Your up-to-the-minute Mets WAR offense/defense (not counting pitching) leaders, according to Baseball Reference: Wright, 2.9; Murphy, 1.3; Byrd, 1.3. Then comes Omar Quintanilla at 0.3 — “Quintanilla,” if you’re not sure, is Spanish for “been here a week”. Then there are two guys at 0.2: Andrew Brown, about whom you’ve forgotten; and Jonathon Niese, and this is for hitting and fielding only, mind you.
These may be somewhat narrowly selected criteria and they may reflect as much on the company Byrd is keeping as anything (hey, we said it’s a bad team), but, y’know…it’s pretty decent in context. Marlon Byrd has risen ever so slightly above the morass and shown himself over the season’s first third — give or take a menacing fly ball here or there — as a shade beyond the prevailing sub-mediocrity that has defined our year thus far.
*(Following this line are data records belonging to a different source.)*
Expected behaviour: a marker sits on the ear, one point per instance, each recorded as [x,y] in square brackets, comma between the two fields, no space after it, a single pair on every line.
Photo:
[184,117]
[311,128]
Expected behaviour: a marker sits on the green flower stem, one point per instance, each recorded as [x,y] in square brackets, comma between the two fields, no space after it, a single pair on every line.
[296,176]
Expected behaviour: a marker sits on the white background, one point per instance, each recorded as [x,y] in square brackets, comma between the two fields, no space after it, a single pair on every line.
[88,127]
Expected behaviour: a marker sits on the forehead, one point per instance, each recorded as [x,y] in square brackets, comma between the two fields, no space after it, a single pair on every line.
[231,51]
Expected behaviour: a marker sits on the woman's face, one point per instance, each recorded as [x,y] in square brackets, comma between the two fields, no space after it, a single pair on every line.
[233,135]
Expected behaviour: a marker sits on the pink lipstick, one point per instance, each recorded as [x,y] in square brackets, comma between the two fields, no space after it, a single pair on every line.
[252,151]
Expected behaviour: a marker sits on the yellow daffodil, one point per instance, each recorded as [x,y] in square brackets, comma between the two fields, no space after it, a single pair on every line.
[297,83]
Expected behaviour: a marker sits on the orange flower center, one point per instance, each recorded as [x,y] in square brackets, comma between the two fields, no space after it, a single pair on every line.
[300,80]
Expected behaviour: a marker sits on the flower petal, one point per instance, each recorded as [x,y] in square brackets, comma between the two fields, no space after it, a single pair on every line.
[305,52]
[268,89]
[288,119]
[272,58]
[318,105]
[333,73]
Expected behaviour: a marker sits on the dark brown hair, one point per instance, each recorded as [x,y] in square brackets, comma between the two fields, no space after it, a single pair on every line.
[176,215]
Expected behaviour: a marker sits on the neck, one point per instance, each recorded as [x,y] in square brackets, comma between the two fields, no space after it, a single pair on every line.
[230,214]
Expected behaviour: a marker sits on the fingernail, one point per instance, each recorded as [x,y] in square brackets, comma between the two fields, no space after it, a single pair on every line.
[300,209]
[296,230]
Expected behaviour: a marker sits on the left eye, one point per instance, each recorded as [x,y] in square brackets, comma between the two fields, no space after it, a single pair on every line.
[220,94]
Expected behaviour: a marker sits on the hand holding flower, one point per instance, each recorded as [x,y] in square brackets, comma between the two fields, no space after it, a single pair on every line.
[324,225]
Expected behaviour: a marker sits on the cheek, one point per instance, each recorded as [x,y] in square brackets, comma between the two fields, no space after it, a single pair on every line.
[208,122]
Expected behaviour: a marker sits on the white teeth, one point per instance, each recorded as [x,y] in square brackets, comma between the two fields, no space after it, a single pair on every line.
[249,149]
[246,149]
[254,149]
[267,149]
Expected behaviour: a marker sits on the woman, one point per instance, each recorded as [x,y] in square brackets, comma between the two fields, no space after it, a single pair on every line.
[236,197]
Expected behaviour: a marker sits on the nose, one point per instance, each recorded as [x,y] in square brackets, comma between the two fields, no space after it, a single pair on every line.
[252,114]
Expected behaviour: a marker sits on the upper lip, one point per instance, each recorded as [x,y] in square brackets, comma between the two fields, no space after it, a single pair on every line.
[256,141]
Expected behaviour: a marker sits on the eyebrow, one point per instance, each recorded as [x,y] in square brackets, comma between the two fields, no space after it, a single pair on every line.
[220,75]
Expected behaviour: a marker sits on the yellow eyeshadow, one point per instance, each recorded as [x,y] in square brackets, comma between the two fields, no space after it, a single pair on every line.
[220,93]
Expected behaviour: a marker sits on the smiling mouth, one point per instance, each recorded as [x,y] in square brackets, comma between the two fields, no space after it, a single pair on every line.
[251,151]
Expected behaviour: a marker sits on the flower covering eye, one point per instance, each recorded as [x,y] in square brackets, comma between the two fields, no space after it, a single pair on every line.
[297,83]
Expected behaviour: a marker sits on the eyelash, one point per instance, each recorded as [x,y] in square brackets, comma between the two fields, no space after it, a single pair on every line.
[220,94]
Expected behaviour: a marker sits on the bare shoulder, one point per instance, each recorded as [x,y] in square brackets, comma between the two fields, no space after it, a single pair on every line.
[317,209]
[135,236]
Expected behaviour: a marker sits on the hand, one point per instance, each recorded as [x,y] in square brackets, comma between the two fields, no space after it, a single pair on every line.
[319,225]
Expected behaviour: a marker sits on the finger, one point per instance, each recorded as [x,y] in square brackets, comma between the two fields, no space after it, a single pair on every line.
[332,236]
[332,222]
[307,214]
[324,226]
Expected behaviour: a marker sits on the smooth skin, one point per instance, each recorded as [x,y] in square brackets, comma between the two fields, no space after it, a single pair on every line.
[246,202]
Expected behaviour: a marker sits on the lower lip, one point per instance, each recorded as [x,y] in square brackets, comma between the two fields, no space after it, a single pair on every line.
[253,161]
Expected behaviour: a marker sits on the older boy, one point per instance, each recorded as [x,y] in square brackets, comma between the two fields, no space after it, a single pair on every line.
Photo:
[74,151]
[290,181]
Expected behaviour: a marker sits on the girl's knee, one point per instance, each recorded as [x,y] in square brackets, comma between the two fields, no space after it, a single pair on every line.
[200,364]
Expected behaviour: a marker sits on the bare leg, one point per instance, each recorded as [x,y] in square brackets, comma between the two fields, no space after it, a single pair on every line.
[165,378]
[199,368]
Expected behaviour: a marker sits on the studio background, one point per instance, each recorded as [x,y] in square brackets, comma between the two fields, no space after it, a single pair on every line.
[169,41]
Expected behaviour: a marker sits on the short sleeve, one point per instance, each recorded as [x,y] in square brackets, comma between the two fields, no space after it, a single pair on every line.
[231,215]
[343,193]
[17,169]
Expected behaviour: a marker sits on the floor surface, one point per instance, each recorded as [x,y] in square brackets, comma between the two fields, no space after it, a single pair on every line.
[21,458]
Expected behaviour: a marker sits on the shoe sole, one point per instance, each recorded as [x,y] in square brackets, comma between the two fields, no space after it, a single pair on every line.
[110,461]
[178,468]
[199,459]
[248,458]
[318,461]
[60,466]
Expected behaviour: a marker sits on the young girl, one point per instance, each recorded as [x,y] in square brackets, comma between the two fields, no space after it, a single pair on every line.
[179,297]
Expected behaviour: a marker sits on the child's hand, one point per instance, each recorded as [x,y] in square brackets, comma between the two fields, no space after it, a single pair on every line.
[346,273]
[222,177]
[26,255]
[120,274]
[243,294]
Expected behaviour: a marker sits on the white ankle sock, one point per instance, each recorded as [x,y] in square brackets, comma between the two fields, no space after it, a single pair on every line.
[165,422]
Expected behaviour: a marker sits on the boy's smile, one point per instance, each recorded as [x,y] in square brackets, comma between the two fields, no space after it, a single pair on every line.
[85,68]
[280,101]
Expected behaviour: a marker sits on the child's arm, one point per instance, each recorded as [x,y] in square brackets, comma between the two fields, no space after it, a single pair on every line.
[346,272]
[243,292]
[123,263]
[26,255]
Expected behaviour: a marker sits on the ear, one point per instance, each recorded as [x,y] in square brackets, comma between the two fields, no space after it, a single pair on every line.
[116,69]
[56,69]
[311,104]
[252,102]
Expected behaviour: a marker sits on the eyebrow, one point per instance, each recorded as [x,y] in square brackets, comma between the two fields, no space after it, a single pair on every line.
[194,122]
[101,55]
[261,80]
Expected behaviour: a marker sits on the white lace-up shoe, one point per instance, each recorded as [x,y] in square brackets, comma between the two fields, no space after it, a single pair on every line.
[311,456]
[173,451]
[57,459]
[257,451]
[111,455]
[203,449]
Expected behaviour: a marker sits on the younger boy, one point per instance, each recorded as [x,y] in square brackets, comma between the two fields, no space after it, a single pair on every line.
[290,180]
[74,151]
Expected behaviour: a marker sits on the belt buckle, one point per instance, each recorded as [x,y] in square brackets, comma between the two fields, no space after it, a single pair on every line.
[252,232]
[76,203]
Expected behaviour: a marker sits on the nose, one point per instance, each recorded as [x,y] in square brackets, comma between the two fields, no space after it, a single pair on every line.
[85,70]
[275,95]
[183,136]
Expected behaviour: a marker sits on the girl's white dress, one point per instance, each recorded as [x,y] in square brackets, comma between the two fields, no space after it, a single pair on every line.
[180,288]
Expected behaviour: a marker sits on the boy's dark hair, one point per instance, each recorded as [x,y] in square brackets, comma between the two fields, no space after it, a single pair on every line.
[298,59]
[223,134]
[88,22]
So, yeah, while I’m philosophically aligned with the argument against reflexively leaning on decrepit veterans when we could be learning just how, uh, crepit our youngsters are, not all dogma hunts all the time. Byrd, for example, is hitting .556 lifetime against Dan Haren after last night. Prior to Wednesday, in 16 at-bats, he was hitting .500. It would have been irresponsible to not deploy him last night of all nights.
Rick Ankiel’s extended audition suggests he can sit down, maybe even pack up. Marlon Byrd, however, isn’t the same guy, whatever temptation exists to clump every limited-future outfielder into one large Hefty Bag. I don’t grant him 30 straight starts based on last night, but I don’t dismiss him altogether based on 35 years of age. Plus, it’s the first week of June. It’s waaaay too early to commit to every flawed Triple-A outfielder on the basis of our not yet knowing just how flawed they are and what it will take to fix them. If Nieuwenhuis is sizzling, sure, bring him back. If Cowgill isn’t, then, no, don’t. There has to be some balance struck between “we’ve given up” and “we’re trying to compete nine innings at a time.” Ankiel doesn’t really help you compete. Byrd kind of does.
Of course it’s not too early for showcasing veterans. The best-case scenario for Byrd is he’s splashing around in the fountain of youth and leading the Mets, at 37 or 38, to grand things. The next-best? That he continues to hit occasionally competently for another six weeks and nets you something promising by July 31. Now that Shaun Marcum has regained major league credibility, I’d consider him in the same realm. Some contender might have a use for a “proven” right arm and you benefit accordingly. So let’s run Byrd out there semi-regularly and Marcum every fifth or so day. And then, come August 1, when the Mets’ season is only technically still going, you play every kid you have.
Until then, enjoy Marlon Byrd when he’s homering twice and succeeding intermittently. He’s more or less your third-best everyday player. If that’s what’s facing you every day, sometimes you have to relish what the day presents.